# PLease help identify this fish!



## Mike. (Apr 19, 2010)

Pleas ehelp me identify this fish.

I bought it as a 'Butterfly Plec' and was told it would thrive in coldwater with goldfish. I'm not so sure, this morning I found it floating upside down on the bottom of the tank.

Can you correctly identify it for me?

http://img684.imageshack.us/img684/8712/s73f2294.jpg


----------



## Merf (Feb 24, 2009)

It does look like a butterfly plecostomus but the lighting is poor and I can't see it's top fin or coloring very well. Plecos are very much tropical fish, don't believe everything the stores tell you ALWAYS do your own research.


----------



## hXcChic22 (Dec 26, 2009)

Looks like it might be a hillstream loach of some sort...


----------



## bmlbytes (Aug 1, 2009)

It looks like a butterfly pleco to me, but as mentioned above the plecos should be kept in the warmer water of tropical fish. 

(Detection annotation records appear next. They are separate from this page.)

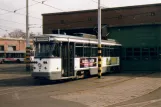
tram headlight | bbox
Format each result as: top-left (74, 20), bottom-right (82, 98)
top-left (43, 61), bottom-right (48, 64)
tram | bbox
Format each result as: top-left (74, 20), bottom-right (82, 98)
top-left (32, 34), bottom-right (121, 80)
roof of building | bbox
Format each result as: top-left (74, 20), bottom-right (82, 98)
top-left (42, 3), bottom-right (161, 16)
top-left (0, 37), bottom-right (32, 41)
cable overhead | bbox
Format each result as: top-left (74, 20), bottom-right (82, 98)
top-left (14, 3), bottom-right (39, 13)
top-left (32, 0), bottom-right (64, 11)
top-left (0, 18), bottom-right (25, 25)
top-left (43, 11), bottom-right (161, 25)
top-left (0, 8), bottom-right (42, 20)
top-left (14, 0), bottom-right (48, 12)
top-left (91, 0), bottom-right (107, 8)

Golden dojo loaches are the only bottom feeder I can think of that works with the goldfish temps.


----------



## Guest (May 1, 2010)

LOL i agree goldfish like cold water but i will not agree that they cant thrive in a tropical setup.


----------



## br00tal_dude (Dec 26, 2009)

That is a Beaufortia kweichowensis (Butterfly hillstream loach) and it needs a special setup, i have done alot of research on these little guys because i really want some... They would be good in Goldfish temps but they need very high oxygen content and alot of water movement... It alsoneeds vwery clean water, i don't have much experience with gold fish but from what i have heard they produce alot of waste, probably not a good match...

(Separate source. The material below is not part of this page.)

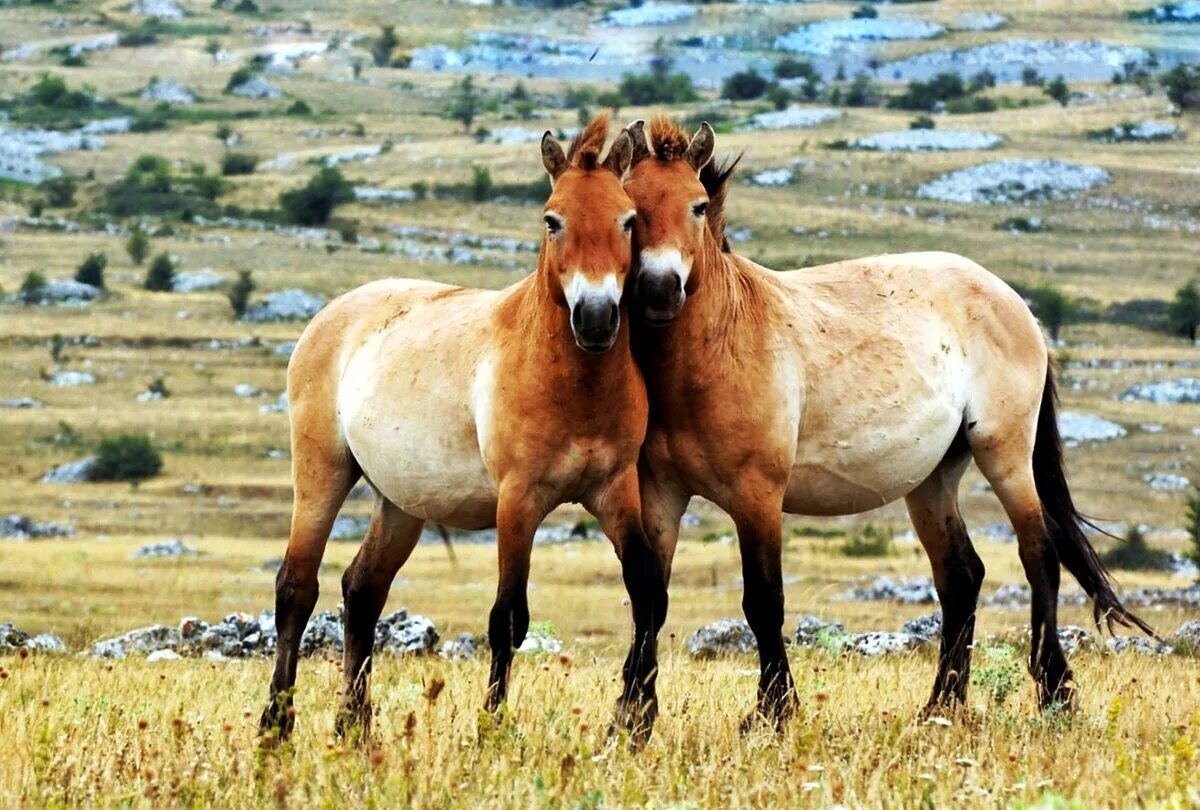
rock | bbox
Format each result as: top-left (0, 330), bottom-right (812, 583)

here is a link with more info and a good picture:
http://www.loaches.com/species-index/beaufortia-kweichowensis/?searchterm=chinese hillstream


----------



## PostShawn (Dec 22, 2009)

I have plecos with my goldfish but I kind of have to keep it at the top range for goldfish and bottom range for plecos. I try to keep it at 73-75F degrees. Above that too much and it's no good for the goldfish. They slow down and just dont like it. Too much colder then that and it's probably torture on the pleco. They can survive, but they wont "thrive" if the water is too cold. Right now I have two tanks with goldfish and each tank has a pleco. They are doing fine so it can be done.

My FIL has had plecos in an outdoor pond but we live in Southern California and it doesnt get too cold. Also my LFS has plecos with goldfish.


----------



## cossie333 (Apr 10, 2010)

It is a hillstream I hve 2


----------